En droit français, l’œuvre audiovisuelle est nécessairement une œuvre de collaboration, c’est-à-dire une œuvre à laquelle concourent plusieurs personnes physiques. Selon l’article?L. 113-7?4° du CPI, « l’auteur de compositions musicales avec ou sans paroles spécialement réalisées pour l’œuvre » se voit attribuer d’office la qualité d’auteur d’une œuvre audiovisuelle du fait de sa création intellectuelle.

Ce même article?institue une présomption irréfragable visant une liste non exhaustive de coauteurs, dont le réalisateur ou encore le scénariste, sur la création audiovisuelle dès l’instant où ils disposent d’une marge de liberté et d’initiative personnelle.

Ainsi, le compositeur d’une musique originale composée spécialement pour la sonorisation d’une œuvre audiovisuelle jouit d’un statut particulier de coauteur.

Chaque participant personne physique, coauteur de l’œuvre audiovisuelle, dispose d’un droit à agir en justice contre toute violation des droits moraux afin d’obtenir réparation de son préjudice.

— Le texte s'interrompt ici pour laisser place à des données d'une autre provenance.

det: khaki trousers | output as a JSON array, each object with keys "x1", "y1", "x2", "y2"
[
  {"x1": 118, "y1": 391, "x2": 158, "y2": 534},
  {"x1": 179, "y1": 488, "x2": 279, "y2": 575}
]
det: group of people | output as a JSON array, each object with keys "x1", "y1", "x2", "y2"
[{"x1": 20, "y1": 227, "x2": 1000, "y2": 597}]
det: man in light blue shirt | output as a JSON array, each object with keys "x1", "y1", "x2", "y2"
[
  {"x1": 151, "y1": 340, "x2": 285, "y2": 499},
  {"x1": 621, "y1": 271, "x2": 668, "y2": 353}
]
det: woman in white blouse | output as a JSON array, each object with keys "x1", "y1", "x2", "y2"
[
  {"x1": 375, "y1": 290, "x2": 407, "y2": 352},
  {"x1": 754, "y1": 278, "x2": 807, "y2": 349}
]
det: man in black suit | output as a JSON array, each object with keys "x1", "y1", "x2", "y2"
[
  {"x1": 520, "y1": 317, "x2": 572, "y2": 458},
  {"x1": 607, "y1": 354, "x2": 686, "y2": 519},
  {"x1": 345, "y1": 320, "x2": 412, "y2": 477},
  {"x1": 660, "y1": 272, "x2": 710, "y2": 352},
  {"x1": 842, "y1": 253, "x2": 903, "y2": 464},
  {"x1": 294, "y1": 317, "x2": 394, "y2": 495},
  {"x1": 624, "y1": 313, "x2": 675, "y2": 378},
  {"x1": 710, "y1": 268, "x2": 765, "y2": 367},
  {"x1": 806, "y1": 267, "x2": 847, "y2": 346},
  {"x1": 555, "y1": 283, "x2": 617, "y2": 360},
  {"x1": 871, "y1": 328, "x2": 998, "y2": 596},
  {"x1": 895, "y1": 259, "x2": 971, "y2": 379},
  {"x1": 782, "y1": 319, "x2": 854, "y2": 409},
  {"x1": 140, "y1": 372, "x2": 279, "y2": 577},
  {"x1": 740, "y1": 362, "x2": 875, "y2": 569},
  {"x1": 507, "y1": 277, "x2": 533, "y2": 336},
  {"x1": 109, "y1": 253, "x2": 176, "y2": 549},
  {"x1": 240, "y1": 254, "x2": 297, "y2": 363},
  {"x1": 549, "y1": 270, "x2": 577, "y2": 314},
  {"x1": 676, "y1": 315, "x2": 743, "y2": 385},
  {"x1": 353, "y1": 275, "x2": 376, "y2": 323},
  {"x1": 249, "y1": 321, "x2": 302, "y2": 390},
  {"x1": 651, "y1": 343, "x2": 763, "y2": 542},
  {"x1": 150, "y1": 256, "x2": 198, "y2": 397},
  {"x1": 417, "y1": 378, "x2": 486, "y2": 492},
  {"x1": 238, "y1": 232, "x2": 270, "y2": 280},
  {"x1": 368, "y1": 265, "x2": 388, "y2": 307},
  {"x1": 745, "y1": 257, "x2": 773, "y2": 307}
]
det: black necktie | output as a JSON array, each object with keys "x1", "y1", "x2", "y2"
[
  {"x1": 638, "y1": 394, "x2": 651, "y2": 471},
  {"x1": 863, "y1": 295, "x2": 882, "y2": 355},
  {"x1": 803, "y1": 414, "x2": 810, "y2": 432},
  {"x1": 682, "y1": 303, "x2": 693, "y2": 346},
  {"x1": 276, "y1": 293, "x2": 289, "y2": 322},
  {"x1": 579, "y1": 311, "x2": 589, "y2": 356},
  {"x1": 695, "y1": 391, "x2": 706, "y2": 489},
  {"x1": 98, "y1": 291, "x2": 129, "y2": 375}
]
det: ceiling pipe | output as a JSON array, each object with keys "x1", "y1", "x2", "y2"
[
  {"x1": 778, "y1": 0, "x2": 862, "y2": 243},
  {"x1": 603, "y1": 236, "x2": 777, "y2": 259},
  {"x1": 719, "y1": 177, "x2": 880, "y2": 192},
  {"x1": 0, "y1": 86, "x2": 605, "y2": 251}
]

Ainsi, le compositeur de la bande originale d’un film qui voit son nom retiré de l’affiche peut agir contre son producteur ou les distributeurs, responsables de cette omission sur le fondement de son droit au respect du nom.

Si chacune des contributions est considérée comme une œuvre autonome, l’œuvre globale l’est tout autant, en atteste notamment l’affaire du clip de campagne d’Éric Zemmour, qui a été condamné pour contrefaçon de droit d’auteur et atteinte au droit moral sur les extraits de films utilisés par le tribunal judiciaire de Paris le 4?mars 2022. En cas de représentation non autorisée d’une partie de l’œuvre audiovisuelle, il ressort de cet arrêt qu’en théorie, il n’est pas nécessaire que le compositeur de la bande originale d’un film prouve que sa contribution propre est contrefaite dès lors qu’il souhaite agir en contrefaçon de l’œuvre globale.

 

 






L’exercice des droits patrimoniaux par les coauteurs

Les droits patrimoniaux des coauteurs se composent d’un droit de reproduction et de représentation de l’œuvre permettant, ou non, son exploitation.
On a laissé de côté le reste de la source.